After burning down the family home, Alice lands in the care of her Grandmother, June, whom she previously didn’t know existed. At Thornfield, the flower farm that has been in the family for generations, Alice is introduced to the group of women who work there—the ‘Flowers’—all of whom have sought the farm out for various traumatic reasons. One staple character is called Candy Baby, who loves to bake, has blue hair, cupcake earrings, and chipped mint green nail polish. There will be some readers who will love this characterisation. I am not one of them. Especially when the other prominent character at the farm, Twig, is not given quite so much airtime, despite being a more important character in the scheme of Australian trauma. Ringland tip-toes around this character’s heritage story, hinting at an Indigenous background and children who were taken away by the state. It’s never really made explicit and I feel many non-Australian readers would miss and not understand the terrible history this speaks to.

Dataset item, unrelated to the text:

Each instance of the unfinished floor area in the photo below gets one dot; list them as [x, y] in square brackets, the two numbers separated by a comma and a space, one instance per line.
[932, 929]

We learn the background of Alice’s parents and June’s own melancholy love story, but this story is kept hidden from Alice. There’s some long-winded conversation around how if June starts telling it she’ll have to tell other stories of the family history, stories we as the reader already know by this point, and which to me, weren’t really that dramatic. Much of the previous trauma and loss in June’s life has been down to lack of communication and facing up to difficult conversations, so it irked me that as a mature woman with several traumatised women under her wing, she would just repeat the same narrative. June acknowledges ‘history repeating itself’ but acts as though she is powerless to change it when in reality, history seems only to be repeating itself because of her actions or inability to act.

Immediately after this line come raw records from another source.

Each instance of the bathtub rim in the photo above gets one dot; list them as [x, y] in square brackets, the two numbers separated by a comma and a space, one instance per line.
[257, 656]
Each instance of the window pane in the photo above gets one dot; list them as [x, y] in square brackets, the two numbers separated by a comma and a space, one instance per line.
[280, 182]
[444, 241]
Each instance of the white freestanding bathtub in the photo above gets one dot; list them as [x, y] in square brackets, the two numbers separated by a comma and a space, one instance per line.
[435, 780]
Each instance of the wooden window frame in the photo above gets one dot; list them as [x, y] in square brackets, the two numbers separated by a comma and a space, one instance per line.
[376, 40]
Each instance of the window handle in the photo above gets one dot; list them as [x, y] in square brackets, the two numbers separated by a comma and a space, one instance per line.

Anyway, some lies spill out and Alice flees Thornfield, heads to Alice Springs, and tries to lose (or find) herself in a new life working at a National Park. Again, the descriptions of this incredibly unique part of Australia are spot on, as is the tension between the sacred place and the relentless influx of tourists. Ringland lived and worked in a similar area herself, and this is one of a few ties to the author’s own life referenced throughout the book. It’s around this point that the plot seems to unravel. Everything from here on in feels crammed in and rushed. Ringland is desperate for us to see Alice as someone special, an outsider who doubts herself but whom everyone she comes into contact with can see is really, truly special. And she spends a great deal of time explaining this to us over and over, from individual character monologues to characters commenting that another character thinks she’s special, to each character telling Alice directly how special she is. My eyes started to ache from all the rolling.

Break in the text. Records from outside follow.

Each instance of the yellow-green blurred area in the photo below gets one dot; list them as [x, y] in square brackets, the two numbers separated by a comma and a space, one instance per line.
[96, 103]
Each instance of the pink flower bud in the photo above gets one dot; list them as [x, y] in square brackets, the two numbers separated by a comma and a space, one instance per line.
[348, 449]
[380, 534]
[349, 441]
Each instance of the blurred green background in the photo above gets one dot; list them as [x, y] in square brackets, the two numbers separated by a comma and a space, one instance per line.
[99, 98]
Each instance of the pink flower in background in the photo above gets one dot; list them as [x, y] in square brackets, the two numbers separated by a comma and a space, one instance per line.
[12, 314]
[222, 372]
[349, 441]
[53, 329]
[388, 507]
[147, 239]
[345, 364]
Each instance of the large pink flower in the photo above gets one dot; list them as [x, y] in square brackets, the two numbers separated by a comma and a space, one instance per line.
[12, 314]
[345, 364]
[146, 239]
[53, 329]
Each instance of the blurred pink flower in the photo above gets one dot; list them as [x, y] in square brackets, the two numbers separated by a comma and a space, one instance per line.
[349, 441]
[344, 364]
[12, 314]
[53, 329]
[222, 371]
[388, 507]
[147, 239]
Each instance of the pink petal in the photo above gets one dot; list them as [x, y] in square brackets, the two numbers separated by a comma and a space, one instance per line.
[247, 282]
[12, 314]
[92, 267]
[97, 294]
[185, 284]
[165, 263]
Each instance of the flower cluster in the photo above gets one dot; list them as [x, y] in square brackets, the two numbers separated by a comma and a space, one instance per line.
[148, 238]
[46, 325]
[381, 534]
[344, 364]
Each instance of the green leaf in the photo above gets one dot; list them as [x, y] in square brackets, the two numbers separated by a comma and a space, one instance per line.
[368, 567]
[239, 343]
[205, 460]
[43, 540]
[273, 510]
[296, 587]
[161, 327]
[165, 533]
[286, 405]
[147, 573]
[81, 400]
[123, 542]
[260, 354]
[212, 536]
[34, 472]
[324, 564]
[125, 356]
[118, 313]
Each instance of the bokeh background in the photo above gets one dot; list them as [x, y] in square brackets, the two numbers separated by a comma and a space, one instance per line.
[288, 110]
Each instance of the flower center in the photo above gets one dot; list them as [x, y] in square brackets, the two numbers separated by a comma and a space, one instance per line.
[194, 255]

A delicate flower of a character, Alice’s propensity for fainting, sighing, and swooning will have you double-checking you didn’t miss the part where the story is actually a period drama (not least when she collapses to her knees when a love interest removes his sunglasses and looks at her). There are flashes of a stronger Alice throughout the dialogue when she stands up to June and insists she doesn’t need saving to a periphery male character. I liked seeing this fire come out in her but it is, unfortunately, undermined with the commencement of a problematic love interest in the second half of the book.


Ultimately, I felt this story was about circles. It seemed to be a recurring theme, cropping up in flower garlands, petal circles, and the landscapes. Alice herself is continually running in circles, trying to find not only the answer to her burning questions but also safety, finally returning to Thornfield to close her own metaphorical family loop.


I picked this book up wanting an easy read, and it did serve that purpose in that the prose demanded nothing from me. Ringland is more than happy to give us everything on a plate; there’s no guesswork required. About a third of the way through I found myself reflecting that the book read like a mini TV drama series, and was unsurprised to see that it is indeed being made into a TV series.


I definitely understand the popularity and loving readership this book has found. It is full of a particular brand of whimsy that many people will adore. I already know several friends who I will be highly recommending this book to as I know they would love it far more than me. I get the feeling that writing this was particularly healing for Ringland herself, and there is a lot of raw emotion that has been poured into the story.


It was just a little bit too much for me personally.


The Lost Flowers of Alice Hart

Holly Ringland

400 pages. 2018.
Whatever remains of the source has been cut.